The challenge of explicability indicates the next step in the development of artificial intelligence. The goal is the ability to function robustly in an uncertain world, characterized by incomplete information, exploiting a multitude of dimensions to adapt to unpredictable contexts.

3. Technological bricks

On the theoretical side, the statistical techniques of deep learning are not fundamentally new. It is the increase in the performance/cost ratio of computers that has changed the game and put these statistical techniques back on the agenda. The performance/cost ratio also benefits from the emergence of specialized hardware solutions, designed by graphical card providers.

4. Actors

The expression “deep learning” dates back to the second half of the 1980s and has been relaunched by Yann Le Cun, current director of Facebook’s IA laboratory in France. All the giants of the Internet use deep learning.

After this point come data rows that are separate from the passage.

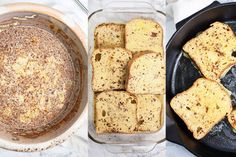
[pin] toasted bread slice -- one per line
(202, 106)
(109, 35)
(115, 112)
(144, 35)
(109, 68)
(232, 119)
(212, 50)
(146, 74)
(149, 113)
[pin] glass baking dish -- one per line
(122, 12)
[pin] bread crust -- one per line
(185, 120)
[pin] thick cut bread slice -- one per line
(109, 35)
(115, 112)
(109, 68)
(202, 106)
(146, 74)
(232, 119)
(149, 113)
(144, 35)
(212, 50)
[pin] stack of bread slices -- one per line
(128, 77)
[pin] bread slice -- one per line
(144, 35)
(212, 50)
(232, 119)
(109, 68)
(149, 113)
(202, 106)
(115, 112)
(109, 35)
(146, 74)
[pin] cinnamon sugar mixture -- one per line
(36, 77)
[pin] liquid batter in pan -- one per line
(36, 77)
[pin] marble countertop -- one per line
(79, 144)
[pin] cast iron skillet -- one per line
(181, 73)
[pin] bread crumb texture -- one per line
(202, 106)
(110, 68)
(146, 74)
(144, 35)
(109, 35)
(213, 50)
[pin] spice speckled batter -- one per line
(36, 77)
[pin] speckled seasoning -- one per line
(36, 77)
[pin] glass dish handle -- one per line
(128, 148)
(128, 5)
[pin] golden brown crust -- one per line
(186, 91)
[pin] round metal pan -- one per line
(73, 38)
(182, 72)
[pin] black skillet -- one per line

The geopolitical dimension of deep learning applications is also becoming clear in the current upsurge of defense innovation among the major powers (1, 2, 3). In particular, DARPA proposed various technological challenges related to deep learning, such as autonomous vehicles between 2005 and 2007, and then, more recently, around explainable AI. Current calls for projects concern both the questions of explicability and the energy or security aspects.

Laurence Devillers is one of the specialists in the question of explicability.

5. Ethical consequences

Surveillance and facial recognition systems in public spaces in China rely on deep learning.

In the West, one of the major discussions is about the biases contained in the data, which lead to deep learning applications that reproduce social discriminations deemed undesirable. But there is also a fear of artificial intelligence, such as military ones, which do not take into account certain ethical distinctions.

The scary possibility of using deep learning to create “deep fakes” is another unavoidable subject. Deep fakes are video animations whose synthetic character is difficult to detect. The techniques for making this type of video are available in open source. In the face of deep learning, we must relearn the virtues of skepticism.